First time poster. Long-ish story, but I tried to highlight the important points. Basically, I'm looking for advice on whether I should allow a contractor to come into my home to finish a job which I believe he's royally messed up. FYI - This is not any type of DIY post.
Ok. I purchased and installed a Sanyo ductless mini split heat pump unit (24k outdoor unit and multiple indoor units) in September of 2006. Although I installed the unit (tore down the walls, ran the tubing & electrical, etc), I had a professional HVAC contractor come to do the system startup for me as this piece obviously requires some level of technical compentency compared to the other aspects of the install. They did a great, professional job in vac'ing down the lines and performing the initial startup of the system. Unit was running fine (with one recharge in summer 2008). One of my indoor units did need to get swapped out due to a damaged fan blade (in Sept 2006 - unit covered by warranty), and this contractor did the job in about an hour's time (1h 2mins to be exact).

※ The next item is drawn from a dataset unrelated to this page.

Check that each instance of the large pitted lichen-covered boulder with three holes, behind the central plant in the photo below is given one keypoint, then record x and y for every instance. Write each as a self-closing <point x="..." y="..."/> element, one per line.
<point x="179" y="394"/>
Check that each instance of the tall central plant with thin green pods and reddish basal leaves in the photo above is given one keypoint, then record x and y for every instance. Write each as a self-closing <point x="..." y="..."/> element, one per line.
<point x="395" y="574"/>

FYI - This unit I installed uses R410A refrig.
This winter, it has seemed like the coil/evaporator on one of the indoor units was starting to get corroded/rusty. I had an extra indoor unit lying around (got it free under warranty and I replaced the broken fan blade), and I wanted to get the rusting indoor unit swapped out. The company which I had hired originally to do the system startup, although great, was a bit pricey, so I tried to find someone with a bit cheaper rates. I found someone who is a licensed HVAC contractor in Connecticut, and we agreed on the terms to the job and what had to get done.
On the day he was supposed to come, I called him to remind him that my unit was a R410A unit, and that he would need an adapter for his gagues to work on my machine (I had told him it was R410A earlier, but i figured i'd call to make sure he was aware of the required adapter as the previous contractor back in 2006 had forgotten it). He said that he did not have one on his truck, but that he was going to come anyway, and that he'd do half the work today and half tomorrow. I didnt fully understand this (as the first thing I thought you needed to do was pump down the affected line) but I went along with it as I'm not the professional.
So he gets to my house. He tries to identify the affected unit, and identifies it as "unit A". He says that R410A is environmentally friendly, and therefore you dont have to recover it properly. He proceeds to close off the line for "Unit A", and open up the flare connection, releasing all of the pressurized refrigerant into the atmosphere outside. Is this standard practice? If not, it gets worse.
So he comes inside to work on "Unit A". When he opens up the lines in the back of the unit, ***PPPOOOOOOFFFFFF***, another massive refigerant release, this time indoors. Apparently the unit which needs to be swapped out is "Unit B". So, he closes the flare nut to stop the release, goes outside and closes off the lines for "Unit B" now, and then comes inside and re-opens the flare, releasing all of the R410A in the lines going to indoor Unit B into my house INDOORS. He again says the gas is inert and is no big deal and he does this all the time with R410A and not to worry. This piece kina pissed me off as I have my wife, kids, and pets all in this room when this chemical is getting released.
He completes the swapout of Unit B, and leaves me for the next 2 days with a non-functioning system, as he did not have the proper equipment (adapter) to vac down the 2 busted lines and perform a system startup. His plan was to come back Monday at 5:30PM (yesterday) to finish the job.
He arrives yesterday (Monday) at 7PM (about 1.5hrs late, but this doesnt really bother me). He now says that he'll need to open up all of the lines and "measure out" the proper refrigerant.
At this point in the story, I start to lose track of exactly what he was doing.
Basically, he first connects an open-ended hose to each of the 4 service valves on my outdoor unit, and vents them all to the atmosphere outside. Next, he tries to vac pump all of the refrig out of the system -- I am not sure how sucessful he was on this piece and/or what state the spindels on the wide/narrow valves were in (i think they were all open!!!)
Then, he vacuum pumps down each line, and then does something I thought was odd. He connects his tank of R410A to each of the service valves, and lets the vacuum'ed tubes (and pressurized R410A) suck out the refrig until they're pressure balanced with the R410A canister. He says that "at least we're putting some refrigerant in the lines prior to startup."
Then the system startup. We flip the power on. The thing starts up -- seems to be normal. About 30seconds later, he says "ya know maybe we should really talk to tech support before letting this thing start up as I wouldnt want to damage your compressor". And so he flips the breaker switch for the unit, and says he'll come back the next day (today).
What I need to know, is... is this a normal way in which a professional would go about troubleshooting and swapping out a unit? As i said earlier, I had a previous contractor do this same work in 1h2m, and this guy is going on 4+hours, all the while venting my R410A outside and inside my house. I think I can draw my own conclusions, but just want to get some outside reassurance.
Please advise. He is due back tonight or tomorrow. Sorry for the long story, but thanks for any advice.
Also, I'd like to know just how screwed up my system may or may not be right now based on the description of work done above. If you could also comment on how each of the work items above may have been hurtful and/or no big deal, I'd appreciate it.